Patients want more from their healthcare, including actionable insights and better communication, which is leading to the desire for digital-first interactions and on-demand services. Nurses will play a vital role in connecting patients to their preferred care setting.
“I'm a big believer that technology can't replace high-touch. We've got to be smart enough to ask, how do we build these high-tech but high-touch solutions for patients?” Taylor says.
OneFifteen launched in 2019 in partnership with Verily, the life sciences organization of Google parent company Alphabet, and has its flagship campus in Dayton, Ohio. During the pandemic, Taylor says, the move to telehealth helped promote continuous treatment and healthcare access.
Construction workers, for example, were able to have telehealth visits with a nurse practitioner from inside their work vehicle, rather than having to scramble for an in-person appointment. “Many of them will say, ‘You know, I probably wouldn't still be in treatment if I didn't have this option, because the clinic may be closed at 5:00 p.m. when I get off work and I can't get my meds, or I don't want to take time off work because I don't have time built up,’” Taylor says.
“I think technology really helps reduce barriers to care in many ways,” she adds. “It’s helped with meeting people where they are with access to care.”
As a nurse, Taylor trained in intensive care units, and she remembers the frustration of sifting through a paper-based medical record.
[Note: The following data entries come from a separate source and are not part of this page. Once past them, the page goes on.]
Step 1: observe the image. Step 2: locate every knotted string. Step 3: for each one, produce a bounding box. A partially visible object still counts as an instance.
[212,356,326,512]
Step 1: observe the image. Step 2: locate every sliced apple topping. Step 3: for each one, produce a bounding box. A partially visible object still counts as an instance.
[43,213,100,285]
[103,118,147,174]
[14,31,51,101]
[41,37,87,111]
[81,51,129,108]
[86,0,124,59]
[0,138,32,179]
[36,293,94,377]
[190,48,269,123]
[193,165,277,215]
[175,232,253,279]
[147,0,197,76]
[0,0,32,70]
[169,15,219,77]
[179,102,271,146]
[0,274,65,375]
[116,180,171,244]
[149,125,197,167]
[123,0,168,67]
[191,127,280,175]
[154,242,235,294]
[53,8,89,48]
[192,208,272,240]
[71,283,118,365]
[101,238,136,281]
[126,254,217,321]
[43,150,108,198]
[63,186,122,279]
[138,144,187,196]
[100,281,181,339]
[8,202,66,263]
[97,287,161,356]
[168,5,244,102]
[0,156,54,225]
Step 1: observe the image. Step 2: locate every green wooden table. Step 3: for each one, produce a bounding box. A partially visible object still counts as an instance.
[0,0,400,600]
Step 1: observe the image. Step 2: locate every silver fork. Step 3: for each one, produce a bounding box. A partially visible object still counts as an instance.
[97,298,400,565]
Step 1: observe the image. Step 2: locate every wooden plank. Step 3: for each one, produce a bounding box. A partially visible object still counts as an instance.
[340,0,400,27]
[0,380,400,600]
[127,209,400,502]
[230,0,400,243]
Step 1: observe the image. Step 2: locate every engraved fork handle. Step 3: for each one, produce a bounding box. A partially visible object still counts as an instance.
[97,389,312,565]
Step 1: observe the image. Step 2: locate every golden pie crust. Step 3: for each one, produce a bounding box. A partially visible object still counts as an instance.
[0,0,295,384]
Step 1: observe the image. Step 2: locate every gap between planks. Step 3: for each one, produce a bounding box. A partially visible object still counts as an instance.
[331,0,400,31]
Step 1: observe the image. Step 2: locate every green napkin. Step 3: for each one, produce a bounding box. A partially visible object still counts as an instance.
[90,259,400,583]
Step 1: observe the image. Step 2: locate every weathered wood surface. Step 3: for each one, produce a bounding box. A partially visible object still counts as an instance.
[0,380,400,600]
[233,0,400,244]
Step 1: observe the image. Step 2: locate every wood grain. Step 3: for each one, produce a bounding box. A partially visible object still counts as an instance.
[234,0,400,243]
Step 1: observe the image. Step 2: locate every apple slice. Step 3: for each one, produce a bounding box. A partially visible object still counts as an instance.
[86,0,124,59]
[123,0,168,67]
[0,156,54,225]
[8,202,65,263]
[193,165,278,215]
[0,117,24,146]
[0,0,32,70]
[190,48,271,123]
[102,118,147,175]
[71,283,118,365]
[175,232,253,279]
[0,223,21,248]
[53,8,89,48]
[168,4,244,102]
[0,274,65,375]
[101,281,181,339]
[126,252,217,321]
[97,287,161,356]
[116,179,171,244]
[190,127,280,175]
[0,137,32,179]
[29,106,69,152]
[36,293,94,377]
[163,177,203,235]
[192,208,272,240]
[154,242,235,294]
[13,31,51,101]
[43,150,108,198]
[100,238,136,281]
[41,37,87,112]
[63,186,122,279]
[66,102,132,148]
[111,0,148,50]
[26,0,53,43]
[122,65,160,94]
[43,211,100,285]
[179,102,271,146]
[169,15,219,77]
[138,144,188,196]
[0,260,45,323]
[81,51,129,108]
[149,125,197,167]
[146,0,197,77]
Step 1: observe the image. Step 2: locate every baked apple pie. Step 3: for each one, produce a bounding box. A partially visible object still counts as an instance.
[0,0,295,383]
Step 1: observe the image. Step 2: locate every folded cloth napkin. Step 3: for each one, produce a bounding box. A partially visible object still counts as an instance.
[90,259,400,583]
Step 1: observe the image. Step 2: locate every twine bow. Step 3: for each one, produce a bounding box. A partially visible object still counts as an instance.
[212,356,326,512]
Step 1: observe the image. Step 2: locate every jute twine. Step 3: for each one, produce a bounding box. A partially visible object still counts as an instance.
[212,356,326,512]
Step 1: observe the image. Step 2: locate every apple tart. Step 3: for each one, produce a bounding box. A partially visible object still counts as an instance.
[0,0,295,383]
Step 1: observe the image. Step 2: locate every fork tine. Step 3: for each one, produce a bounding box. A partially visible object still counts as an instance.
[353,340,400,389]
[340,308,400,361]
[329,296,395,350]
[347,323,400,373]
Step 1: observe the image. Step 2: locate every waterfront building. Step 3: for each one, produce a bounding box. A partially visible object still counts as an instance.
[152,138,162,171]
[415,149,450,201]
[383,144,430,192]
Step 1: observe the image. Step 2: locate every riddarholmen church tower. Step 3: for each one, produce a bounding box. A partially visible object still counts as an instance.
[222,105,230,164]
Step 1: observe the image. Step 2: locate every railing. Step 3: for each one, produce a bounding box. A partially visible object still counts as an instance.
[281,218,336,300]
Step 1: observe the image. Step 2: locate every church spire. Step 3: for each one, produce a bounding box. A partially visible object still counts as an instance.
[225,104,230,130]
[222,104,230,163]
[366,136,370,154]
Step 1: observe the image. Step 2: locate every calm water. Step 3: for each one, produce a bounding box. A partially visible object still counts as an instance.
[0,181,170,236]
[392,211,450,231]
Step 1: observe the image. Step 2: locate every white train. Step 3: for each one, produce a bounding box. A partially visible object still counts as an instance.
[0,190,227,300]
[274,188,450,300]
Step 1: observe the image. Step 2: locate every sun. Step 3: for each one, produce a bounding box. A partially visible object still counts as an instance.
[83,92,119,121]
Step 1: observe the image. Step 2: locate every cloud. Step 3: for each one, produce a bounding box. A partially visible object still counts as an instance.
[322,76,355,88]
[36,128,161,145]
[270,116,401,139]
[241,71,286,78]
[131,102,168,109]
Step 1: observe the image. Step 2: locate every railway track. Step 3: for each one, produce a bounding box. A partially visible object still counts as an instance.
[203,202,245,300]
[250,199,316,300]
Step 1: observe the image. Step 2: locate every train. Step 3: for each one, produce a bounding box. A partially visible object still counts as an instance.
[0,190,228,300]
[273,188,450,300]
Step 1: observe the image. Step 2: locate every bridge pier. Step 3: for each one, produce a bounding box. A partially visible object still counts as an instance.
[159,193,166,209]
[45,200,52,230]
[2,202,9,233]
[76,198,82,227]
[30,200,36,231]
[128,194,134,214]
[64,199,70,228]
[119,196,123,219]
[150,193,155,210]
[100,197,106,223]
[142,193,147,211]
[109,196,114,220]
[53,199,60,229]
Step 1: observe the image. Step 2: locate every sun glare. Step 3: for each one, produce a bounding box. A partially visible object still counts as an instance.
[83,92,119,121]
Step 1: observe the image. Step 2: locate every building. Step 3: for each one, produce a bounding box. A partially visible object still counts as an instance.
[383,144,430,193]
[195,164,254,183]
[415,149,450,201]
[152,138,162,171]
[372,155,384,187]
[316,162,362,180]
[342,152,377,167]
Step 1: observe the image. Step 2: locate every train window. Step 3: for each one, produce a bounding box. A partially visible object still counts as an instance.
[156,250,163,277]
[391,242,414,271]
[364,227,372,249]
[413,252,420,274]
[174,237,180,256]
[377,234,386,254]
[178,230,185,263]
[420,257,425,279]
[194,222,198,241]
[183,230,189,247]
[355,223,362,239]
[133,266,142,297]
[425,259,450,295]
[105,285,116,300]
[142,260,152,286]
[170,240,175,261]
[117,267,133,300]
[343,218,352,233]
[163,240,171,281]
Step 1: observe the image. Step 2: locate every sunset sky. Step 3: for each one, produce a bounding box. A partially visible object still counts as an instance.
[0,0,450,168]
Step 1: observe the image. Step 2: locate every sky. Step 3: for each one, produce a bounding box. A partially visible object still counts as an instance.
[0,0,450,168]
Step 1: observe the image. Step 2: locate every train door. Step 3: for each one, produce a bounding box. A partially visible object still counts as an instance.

The move to electronic medical records systems and ongoing digital transformation have greatly increased consistent communication and access to information, which ultimately improves connections to care.
Verily analytics tools and a mobile health app help connect care teams and patients to important health information. “Being able to integrate the information we get from a patient, whether it's looking at blood pressure, their self-reported outcomes and what their physician is seeing when they take a measurement — to be able to connect all of that information, it’s just so fantastic to have that whole-person look,” Taylor says.
That integrated approach means that all aspects of health are included. For example, a patient with hypertension and diabetes will certainly connect with specialists, but behavioral health will also be a key factor in treatment.
“We really are managing that patient much more holistically,” Taylor says, “Technology helps by making that information available electronically.”
Nursing has always had a patient-centered approach to care, Taylor adds, and that will continue to guide the profession into the future.
“Nurses bring the message that we don’t exist without the people we serve, including their well-being; the people we serve go in the center,” Beverly Malone, CEO of the National League for Nursing, said in an April 2021 Nursing Outlook article. “Nursing has the opportunity to step out front, but it is not by ourselves; it’s about true collaboration.”